Poema de agora: PELE IV. – Luiz Jorge Ferreira

PELE IV.

Sobre a mesa uma Natureza Morta de Paul Cézanne.
Um pouco atrás, uma janela feita de riscos de giz.
Ponteiros, relógios,
tic-tacs e pulsar de corações se encontram.
E se atrapalham no porão que o silêncio cria.

Para quê conservo em mim esta pele cheia de nódoas?
Para que guardo passos debaixo de passos,
como caranguejos abraçados a si mesmos,
achando estranho tudo isso?

Ponho dois copos sobre a mesa, um para que eu tome, outro para que Fernando Pessoa beba.

Mas nada há além da mesa, nada além da janela, mesmo que eu creia, que um imenso Universo, pulsa lá fora.

Nada se arrasta com o ‘apelido’ de tempo, afora meus pensamentos e minha sensação de Onipresença, como se eu fosse Cristo, Einstein, ou Lavosier, ou um dos Magos com as mãos, exalando… Incenso e Mirra.

Estou defronte da mesa, da Natureza Morta de Paul Cézanne, e de uma janela de riscos de giz.
Ela indiferente ao enigma que eu mesmo crio, estática olha o que faço.
Como crio a janela que de giz, existe apenas no meu imaginário.

De repente fecha suas duas partes do todo.
Não ouço mais o Universo, com seus trovões, raios, e sopros de ventos alucinados.

Agora só o silêncio da sala, enche todos os cantos.

Começo a retirar a pele.
Começo ao redor dos olhos.
Elas têm restos de olhares que caíram quando cansaram de mirar os horizontes.
Arranco os que estão mais pertos, e espalho os que estão mais longe.

Vejo que o copo parece ter sido bebido.
Fernando o bebeu, ou o tempo que detesto não poder deter, a tempo de poder retirar a pele, o secou.
Como a me avisar que não sou mais o mesmo,
que iniciou a dois minutos e quarenta e cinco segundos, esse ato de escrever.

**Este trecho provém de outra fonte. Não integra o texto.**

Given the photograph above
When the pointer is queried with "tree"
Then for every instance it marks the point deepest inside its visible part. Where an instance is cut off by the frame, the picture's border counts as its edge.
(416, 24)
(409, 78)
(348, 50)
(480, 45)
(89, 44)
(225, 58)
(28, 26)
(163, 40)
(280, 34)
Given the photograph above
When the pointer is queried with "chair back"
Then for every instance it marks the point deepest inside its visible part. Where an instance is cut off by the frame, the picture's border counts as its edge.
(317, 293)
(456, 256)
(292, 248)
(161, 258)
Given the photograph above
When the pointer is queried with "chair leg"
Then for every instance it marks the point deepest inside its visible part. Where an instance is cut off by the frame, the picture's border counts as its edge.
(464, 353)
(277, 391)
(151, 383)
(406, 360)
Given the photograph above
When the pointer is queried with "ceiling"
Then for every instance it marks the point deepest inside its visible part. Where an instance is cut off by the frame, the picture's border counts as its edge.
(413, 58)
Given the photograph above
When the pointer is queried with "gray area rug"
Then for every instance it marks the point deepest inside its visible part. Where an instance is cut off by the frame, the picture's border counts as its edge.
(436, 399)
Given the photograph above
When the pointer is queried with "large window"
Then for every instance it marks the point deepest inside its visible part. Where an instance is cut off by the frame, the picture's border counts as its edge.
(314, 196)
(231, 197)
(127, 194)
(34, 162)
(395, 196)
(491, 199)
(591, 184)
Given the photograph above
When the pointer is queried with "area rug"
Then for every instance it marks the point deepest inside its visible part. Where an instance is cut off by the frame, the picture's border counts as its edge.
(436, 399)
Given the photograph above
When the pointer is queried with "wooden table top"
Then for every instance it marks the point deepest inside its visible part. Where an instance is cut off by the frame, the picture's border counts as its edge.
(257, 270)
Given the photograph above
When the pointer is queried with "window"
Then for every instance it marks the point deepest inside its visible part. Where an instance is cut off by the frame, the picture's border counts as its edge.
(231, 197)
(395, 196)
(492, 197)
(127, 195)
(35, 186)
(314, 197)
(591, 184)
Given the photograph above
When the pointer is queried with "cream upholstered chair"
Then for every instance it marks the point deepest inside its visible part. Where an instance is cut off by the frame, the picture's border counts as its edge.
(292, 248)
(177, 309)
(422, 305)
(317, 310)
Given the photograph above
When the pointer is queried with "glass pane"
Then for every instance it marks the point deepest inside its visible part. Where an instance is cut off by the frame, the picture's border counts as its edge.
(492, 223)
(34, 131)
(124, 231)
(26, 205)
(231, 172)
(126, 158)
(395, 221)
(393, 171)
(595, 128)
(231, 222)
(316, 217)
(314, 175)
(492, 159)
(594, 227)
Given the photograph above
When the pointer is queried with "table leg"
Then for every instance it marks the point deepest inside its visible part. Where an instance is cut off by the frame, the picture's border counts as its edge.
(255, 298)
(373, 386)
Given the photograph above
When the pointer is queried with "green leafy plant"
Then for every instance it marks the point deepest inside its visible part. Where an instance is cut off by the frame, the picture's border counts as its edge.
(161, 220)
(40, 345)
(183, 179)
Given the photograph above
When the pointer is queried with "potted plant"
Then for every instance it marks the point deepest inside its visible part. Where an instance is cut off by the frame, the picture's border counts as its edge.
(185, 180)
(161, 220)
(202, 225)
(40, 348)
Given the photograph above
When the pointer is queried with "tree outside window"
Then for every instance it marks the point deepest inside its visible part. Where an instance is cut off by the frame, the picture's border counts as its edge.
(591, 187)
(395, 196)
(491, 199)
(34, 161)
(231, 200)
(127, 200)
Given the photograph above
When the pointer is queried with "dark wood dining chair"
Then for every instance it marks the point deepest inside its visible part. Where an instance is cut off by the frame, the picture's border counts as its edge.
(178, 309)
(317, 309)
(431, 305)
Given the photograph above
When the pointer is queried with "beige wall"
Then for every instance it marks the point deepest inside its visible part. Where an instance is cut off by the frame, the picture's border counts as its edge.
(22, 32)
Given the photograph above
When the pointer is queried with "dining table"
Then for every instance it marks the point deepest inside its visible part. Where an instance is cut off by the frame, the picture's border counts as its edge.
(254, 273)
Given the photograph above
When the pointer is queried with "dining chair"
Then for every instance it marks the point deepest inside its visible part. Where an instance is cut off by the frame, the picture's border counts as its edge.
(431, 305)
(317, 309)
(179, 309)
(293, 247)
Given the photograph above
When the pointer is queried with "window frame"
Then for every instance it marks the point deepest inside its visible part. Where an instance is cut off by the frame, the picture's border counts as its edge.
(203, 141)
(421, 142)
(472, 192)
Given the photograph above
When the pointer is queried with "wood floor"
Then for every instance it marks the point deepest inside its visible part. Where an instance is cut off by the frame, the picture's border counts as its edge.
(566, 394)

Olho a Natureza Morta, parece que flora!
Olho a metade da minha pele …arrancada…
Como um tapete jogado, ao chão.

Quantos sinais vejo na região das costas, este pedaço, que nunca olhei.
Quantas marcas, quantos pelos, quantos anos carregando todos esses.

Tudo está embaralhado, e noto que todos os passos que
dei, estão amontoados sob a mesa, juntos com a pele do resto do corpo.

E não estou morto… imagino…
Mas…Como sei?

Luiz Jorge Ferreira

*Do livro de Poemas “Nunca mais vou sair de mim sem levar as Asas” – Rumo Editorial – São Paulo.